Гоголь откажется и от пушкинской независимости, пушкинской суверенности по отношению к читателю. Он разорвет этот «заколдованный круг» и выступит за пределы его, презрев язык «живых картин» и «живых образов». Исповедь сольется с проповедью, голоса Гоголя уже нельзя будет отличить от голосов его героев, он сам станет героем своей книги.
Я имею в виду «Выбранные места из переписки с друзьями». Книга эта как политическая, так и философская, как поэтическая, так и критическая. Львиную долю статей в ней составляют статьи об искусстве и людях искусства — о Пушкине, Карамзине, Жуковском, А. Иванове, Языкове и о самом Гоголе. В ней напечатаны «Четыре письма разным лицам по поводу „Мертвых душ“», статья о русской поэзии, о лиризме русских поэтов, об «Одиссее», переводимой Жуковским, «Исторический живописец Иванов», «О том, что такое слово» и т. д.

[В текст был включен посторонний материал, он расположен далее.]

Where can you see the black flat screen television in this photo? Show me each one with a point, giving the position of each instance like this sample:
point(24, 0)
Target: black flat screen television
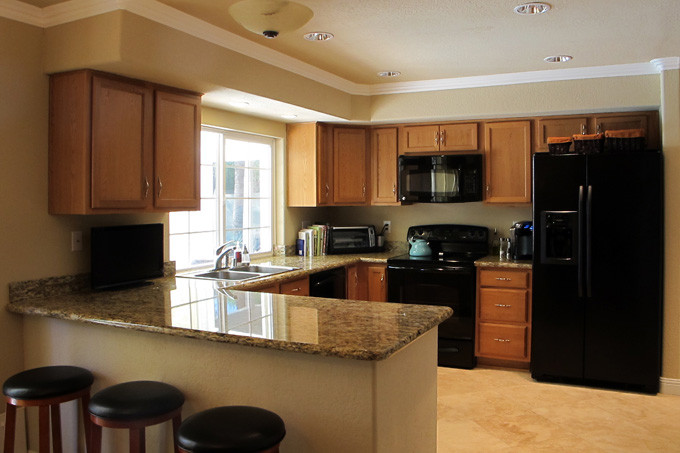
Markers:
point(126, 256)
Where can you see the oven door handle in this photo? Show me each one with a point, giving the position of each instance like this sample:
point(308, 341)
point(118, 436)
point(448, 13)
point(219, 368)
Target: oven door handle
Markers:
point(432, 269)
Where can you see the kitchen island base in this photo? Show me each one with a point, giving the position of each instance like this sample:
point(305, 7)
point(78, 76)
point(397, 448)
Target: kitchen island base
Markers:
point(329, 404)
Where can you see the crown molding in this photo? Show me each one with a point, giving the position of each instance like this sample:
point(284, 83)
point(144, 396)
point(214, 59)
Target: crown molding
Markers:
point(158, 12)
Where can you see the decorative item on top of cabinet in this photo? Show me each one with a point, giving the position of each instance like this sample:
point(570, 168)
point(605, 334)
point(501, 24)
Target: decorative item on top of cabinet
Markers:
point(384, 166)
point(309, 164)
point(507, 149)
point(504, 315)
point(350, 166)
point(112, 150)
point(434, 138)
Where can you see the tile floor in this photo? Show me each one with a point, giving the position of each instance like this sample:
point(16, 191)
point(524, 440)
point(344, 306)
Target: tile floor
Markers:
point(499, 410)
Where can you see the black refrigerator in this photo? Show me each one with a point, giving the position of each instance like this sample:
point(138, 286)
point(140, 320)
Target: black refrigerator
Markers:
point(597, 269)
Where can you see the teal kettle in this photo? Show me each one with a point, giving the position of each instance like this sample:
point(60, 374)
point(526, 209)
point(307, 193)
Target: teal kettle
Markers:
point(419, 247)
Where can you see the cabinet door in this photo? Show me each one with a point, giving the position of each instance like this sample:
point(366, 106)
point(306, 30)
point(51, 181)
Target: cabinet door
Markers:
point(458, 137)
point(177, 153)
point(376, 282)
point(122, 144)
point(350, 166)
point(616, 122)
point(558, 127)
point(384, 166)
point(508, 162)
point(298, 287)
point(423, 139)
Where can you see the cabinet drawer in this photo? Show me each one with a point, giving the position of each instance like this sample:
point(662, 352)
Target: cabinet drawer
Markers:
point(504, 278)
point(299, 287)
point(503, 305)
point(502, 341)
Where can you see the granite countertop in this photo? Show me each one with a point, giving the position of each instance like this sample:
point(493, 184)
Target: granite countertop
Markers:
point(495, 261)
point(207, 310)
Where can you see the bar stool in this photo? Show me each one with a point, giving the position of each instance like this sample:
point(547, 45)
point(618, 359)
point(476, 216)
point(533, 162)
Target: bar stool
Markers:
point(231, 429)
point(46, 387)
point(134, 406)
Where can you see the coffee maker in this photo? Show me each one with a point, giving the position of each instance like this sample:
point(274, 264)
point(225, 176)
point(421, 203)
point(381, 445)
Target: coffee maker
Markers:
point(521, 240)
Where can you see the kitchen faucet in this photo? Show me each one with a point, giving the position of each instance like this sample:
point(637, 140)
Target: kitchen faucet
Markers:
point(223, 252)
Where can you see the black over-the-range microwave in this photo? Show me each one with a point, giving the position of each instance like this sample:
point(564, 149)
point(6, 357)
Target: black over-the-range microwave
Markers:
point(441, 178)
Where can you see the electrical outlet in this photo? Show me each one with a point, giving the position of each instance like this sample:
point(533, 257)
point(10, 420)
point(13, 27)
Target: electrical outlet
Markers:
point(387, 226)
point(76, 241)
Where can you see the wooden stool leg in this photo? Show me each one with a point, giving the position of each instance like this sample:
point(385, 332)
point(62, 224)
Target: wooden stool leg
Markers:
point(10, 426)
point(44, 429)
point(56, 428)
point(95, 438)
point(176, 421)
point(87, 423)
point(137, 440)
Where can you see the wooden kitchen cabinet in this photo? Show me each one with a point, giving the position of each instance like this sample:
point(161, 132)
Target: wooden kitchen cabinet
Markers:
point(309, 164)
point(503, 316)
point(297, 287)
point(119, 145)
point(384, 166)
point(433, 138)
point(350, 166)
point(507, 154)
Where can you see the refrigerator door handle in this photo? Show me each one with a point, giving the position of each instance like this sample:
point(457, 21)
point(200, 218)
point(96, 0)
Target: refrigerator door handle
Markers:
point(589, 221)
point(580, 266)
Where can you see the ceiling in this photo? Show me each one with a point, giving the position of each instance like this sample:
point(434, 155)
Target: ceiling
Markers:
point(442, 39)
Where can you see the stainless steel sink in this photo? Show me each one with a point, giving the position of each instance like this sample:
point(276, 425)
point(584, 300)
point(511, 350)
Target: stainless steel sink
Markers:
point(267, 270)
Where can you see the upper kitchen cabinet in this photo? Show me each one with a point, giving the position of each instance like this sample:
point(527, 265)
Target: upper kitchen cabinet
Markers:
point(434, 138)
point(558, 127)
point(350, 166)
point(384, 166)
point(120, 145)
point(309, 162)
point(508, 162)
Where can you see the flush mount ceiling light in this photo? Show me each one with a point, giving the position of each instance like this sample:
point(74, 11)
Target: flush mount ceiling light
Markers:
point(318, 36)
point(270, 17)
point(558, 58)
point(532, 9)
point(389, 74)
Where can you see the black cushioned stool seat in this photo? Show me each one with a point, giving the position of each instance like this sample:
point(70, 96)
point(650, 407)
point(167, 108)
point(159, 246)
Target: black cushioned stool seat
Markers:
point(46, 387)
point(231, 429)
point(134, 406)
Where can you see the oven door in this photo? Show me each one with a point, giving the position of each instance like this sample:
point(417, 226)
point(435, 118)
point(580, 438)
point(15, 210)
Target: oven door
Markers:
point(448, 286)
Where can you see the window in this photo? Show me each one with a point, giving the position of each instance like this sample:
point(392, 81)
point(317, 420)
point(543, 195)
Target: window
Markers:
point(236, 199)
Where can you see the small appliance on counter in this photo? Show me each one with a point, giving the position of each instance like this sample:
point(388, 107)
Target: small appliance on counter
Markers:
point(352, 239)
point(521, 240)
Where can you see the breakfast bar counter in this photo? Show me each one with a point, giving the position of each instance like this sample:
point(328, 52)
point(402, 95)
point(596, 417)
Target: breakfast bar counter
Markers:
point(344, 375)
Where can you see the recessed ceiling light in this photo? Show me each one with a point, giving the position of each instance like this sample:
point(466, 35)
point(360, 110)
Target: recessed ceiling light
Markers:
point(532, 9)
point(558, 58)
point(318, 36)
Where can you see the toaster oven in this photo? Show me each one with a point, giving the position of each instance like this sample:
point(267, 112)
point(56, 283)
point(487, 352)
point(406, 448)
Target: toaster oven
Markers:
point(352, 239)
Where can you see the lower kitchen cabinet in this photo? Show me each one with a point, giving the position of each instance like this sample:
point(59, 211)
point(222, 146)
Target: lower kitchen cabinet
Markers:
point(297, 287)
point(504, 315)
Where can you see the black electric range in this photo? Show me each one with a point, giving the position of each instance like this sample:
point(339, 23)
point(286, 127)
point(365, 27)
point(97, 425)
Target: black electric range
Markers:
point(447, 277)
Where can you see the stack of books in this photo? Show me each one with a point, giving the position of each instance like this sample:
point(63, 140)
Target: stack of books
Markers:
point(313, 241)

Тут уже не отдельные мысли и наброски Гоголя и даже не эстетический свод мнений Гоголя, который он выстроил в «Арабесках», а слово поэта по всем вопросам.
3В статье «В чем же наконец существо русской поэзии и в чем ее особенность» Гоголь определяет три истока русской литературы: народные песни, народные пословицы и духовное слово церковных пастырей. К этому он прибавляет свет европейского просвещения, который хлынул в Россию с реформами Петра и пал на самобытную русскую почву. Свет этот лишь разбудил те силы, которые дремали в ней, придал старине обработку новизны — он был толчком, а не творцом.